Recently JISC commissioned a reporter to go to the O'Reily Strata (Big Data) Conference in California. The report, which can be accessed here, throws up a number of interesting questions that are pertinent to our own project. We sketch out some initial responses here—but we’d welcome further comments from within the team or from any of our readers.
Given the opening questions asked about Big Data—What information is out there? How can we find it? And how can it be accessed?—it is perhaps no surprise to find that the Pelagios team is sympathetic to much of the discussion. From a brief reading of this document, three things strike us as being of particular relevance:
1. Open access. The concluding point, ‘if data is less open, it is less useful—limiting access limits value’, is one with which we are in total accord. The importance of data being open is particularly acute in an academic environment, where cutting edge research depends fundamentally on the ability to access datasets of all different kinds. If somewhat more geared towards a science model of research, nevertheless open access could transform (in a positive way) the Humanities, making it incumbent on the researcher to show his/her working out: just what is the evidence for this or that interpretation, and so on. But access is not the only issue; data must also be reusable—which presents its own range of technological and intellectual challenges. Furthermore, care must be given if we are to avoid a tyranny of openness, by virtue of which research that (for whatever reason) is less open (whatever that might mean) is passed over or fails to gain funding or prestige. Or, to put that differently, does the mere fact that something is open make it worthwhile research?
2. Infrastructure. This issue seemed to be the keynote of the blog. It is raised by (among others) Mike Olson (Cloudera), Rod Smith (IBM) and Abhishek Metha (Tresata); and by Steve Midgley (U.S. Department for Education). How do we find and identify valuable resources?

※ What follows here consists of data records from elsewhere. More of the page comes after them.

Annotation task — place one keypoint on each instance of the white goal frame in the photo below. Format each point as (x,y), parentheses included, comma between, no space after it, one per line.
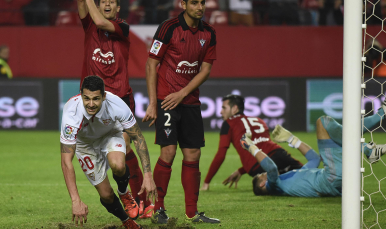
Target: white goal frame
(351,155)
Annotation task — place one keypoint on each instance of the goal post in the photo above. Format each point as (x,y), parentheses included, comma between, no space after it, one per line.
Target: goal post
(351,154)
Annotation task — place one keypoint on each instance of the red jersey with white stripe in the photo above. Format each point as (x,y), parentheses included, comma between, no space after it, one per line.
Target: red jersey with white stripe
(107,54)
(181,51)
(231,132)
(78,125)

And how can it be connected up? Just such an issue has been the concern too at the European Science Foundation (http://www.esf.org/research-areas/humanities/strategic-activities/research-infrastructures-in-the-humanities.html)—the practice to be guarded against being termed ‘data silos’. But, given the importance of ‘infrastructure to store and share data within sectors’, how can it be achieved? Various ‘top-down’ approaches (whether commercial or educational) have thus far fallen flat either because of insufficient user uptake or the lack of reusability of the data, tools, etc. Accordingly, Pelagios supports a ‘bottom-up’ Linked Data approach, by which a variety of user groups work together to connect their resources in an open and transparent way, which others can assess and to which they may add their own. We certainly support the idea that resources should be shared wherever possible and that research (particularly in the Humanities) needs to move beyond a narrow competitive mentality.

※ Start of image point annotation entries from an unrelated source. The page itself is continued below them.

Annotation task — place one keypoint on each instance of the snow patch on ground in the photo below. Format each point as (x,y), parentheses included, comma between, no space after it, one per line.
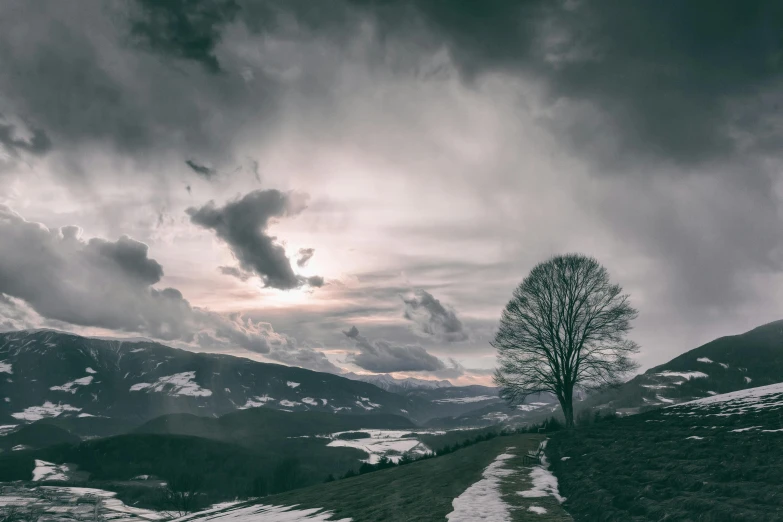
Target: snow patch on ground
(177,384)
(48,409)
(685,375)
(544,482)
(255,402)
(464,400)
(482,500)
(48,471)
(265,513)
(740,430)
(742,399)
(527,407)
(71,387)
(392,444)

3. Users. This is something touched upon in our previous response and that is implied in much of the blog—but whose fundamental importance is not really addressed. Focus seems to be rather on the producers and how they can provide context for the data or an expert ability to disseminate knowledge and understanding. But what about the user-end of the communication (something which Humanities teaches us to pay attention to)? Who are the users? Why do they use some Big Data and not others? And how can they be empowered to bring together for themselves different kinds of information? This is the critical challenge facing anyone working in the digital medium. In a commercial context it is clear that there is increasing demand for ‘Data Scientists’ capable of making sense of it all. Arguably that has always been the role of academics, yet few of us have the requisite technical skills and domain knowledge demanded by these new resources. Pelagios is a consortium project for this very reason and we suspect that multidisciplinary research groups will, almost of necessity, be the organizational structure best suited to exploiting academic Big Data.